Mitigation Clearinghouse (MCH)

The mitigation clearinghouse is one tool that Ohio EPA will use to better integrate the 401 Certification and Isolated Wetland Permit Programs with the TMDL and comprehensive watershed action planning processes.

The purpose of the MCH is to promote the exchange of information between applicants that are seeking projects for mitigation of unavoidable environmental impacts that may be a part of a 401 Water Quality Certification or Isolated Wetland Permit and individuals that may have property or projects that are available. The MCH may also be beneficial for parties seeking to locate potential supplemental environmental projects through enforcement actions, Water Resource Restoration Sponsor Program projects, and actions to be taken consistent with needs identified in a Total Maximum Daily Load for a watershed.

The MCH will be a web-based operation with four main components: directions for use, a link to input functions, a link to removal functions, and a link to a clickable map of 8-digit HUCs, so that the user can access information for specific areas of the state. The MCH input data form is intended for people or organizations offering property that may be considered for mitigation projects by applicants for Section 401 Water Quality Certifications and Isolated Wetland Permits. Applicants may review the database to see if any potential mitigation sites are located near their proposed impacts to surface waters. Therefore, the MCH should facilitate the effort to locate wetland, stream and lake mitigation sites close to proposed surface water impacts.

The resources available for NPS Implementation will be dependent on use of the mitigation clearinghouse by those seeking projects for mitigation.

ODOT Stream Mitigation Debit Program

In late 2000, the US Army Corps of Engineers (USACOE) and Ohio EPA began requiring compensatory mitigation for all unavoidable adverse impacts that result in lowering of stream quality. The Ohio Department of Transportation (ODOT) often has to impact streams during highway construction projects (for bridge crossings, culverting, riparian vegetation removal, etc.).

Ohio EPA requires stream mitigation for these type of impacts when a 401 Water Quality Certification is necessary.
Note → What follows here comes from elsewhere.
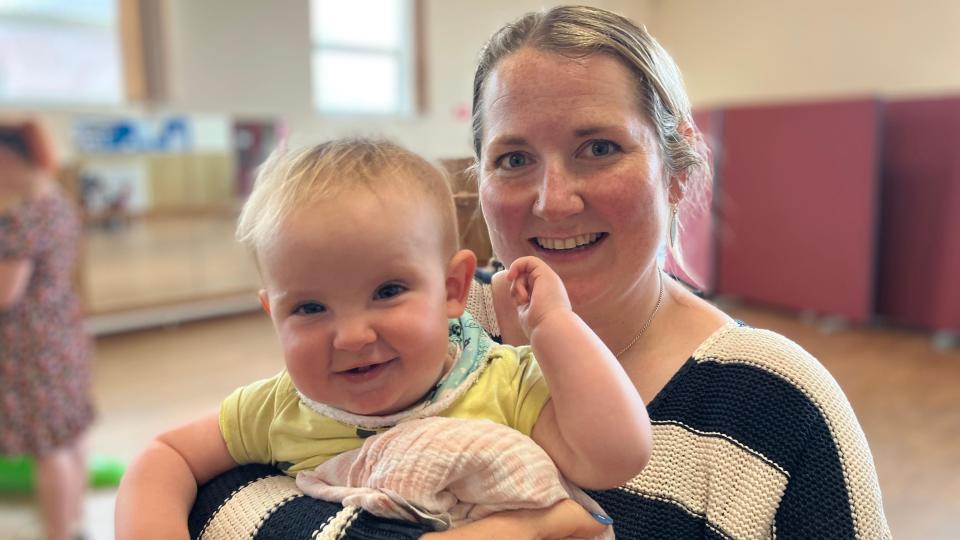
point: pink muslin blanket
(443, 471)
The specific mitigation requirements are outlined as conditions of granting the 401 certification. The preferred approach is to mitigate at or close (within one mile) to the project impact site. However, when this is not possible and mitigation must occur more than 1 mile from the impact, the mitigation ratio requirement is higher. Stream mitigation sites must be maintained in perpetuity.
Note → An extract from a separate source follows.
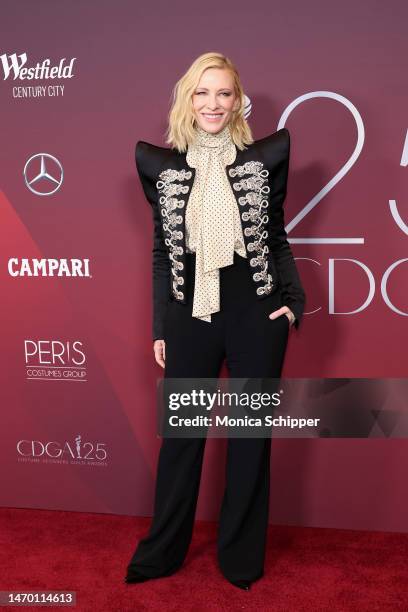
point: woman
(225, 284)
At the time compensatory mitigation requirements began, ODOT did not have legal authority to use state transportation funds for anything other than wetland mitigation. While pursuing a change in legal authority (now in place) ODOT and Ohio EPA authored and signed a Memorandum of Understanding (MOU) establishing the ODOT Stream Mitigation Debit Program. Stream mitigation needs (or debits) were tracked until such time as the necessary legislative authority to acquire stream mitigation, through conservation easement or fee simple acquisition, was obtained by ODOT.

In 2003, ODOT had accrued 86,619 lineal feet of stream impacts requiring offsite mitigation at a 1.5 to 1 ratio (=117,738 lineal feet or 22.3 miles). Currently, the remaining stream debt is 34,270 lineal feet, much of which is associated with one project where mitigation purchases were identified but there have been no willing sellers.

A recent example of ODOT stream mitigation implementation with significant impacts to stream integrity is the St. Johns Dam removal project.

Although, the above-referenced program is winding down, ODOT, OEPA and the USACOE are discussing a formal process to meet future ODOT stream mitigation needs. Once established details will be added to the Ohio NPS Plan.

Water Quality Trading

The above-mentioned programs are already in place. A relatively new concept known as water quality trading is being promoted nationally, and is under consideration in several Ohio watersheds, including the Great Miami River. By the end of 2006, Ohio EPA anticipates having rules in place for water quality trading projects.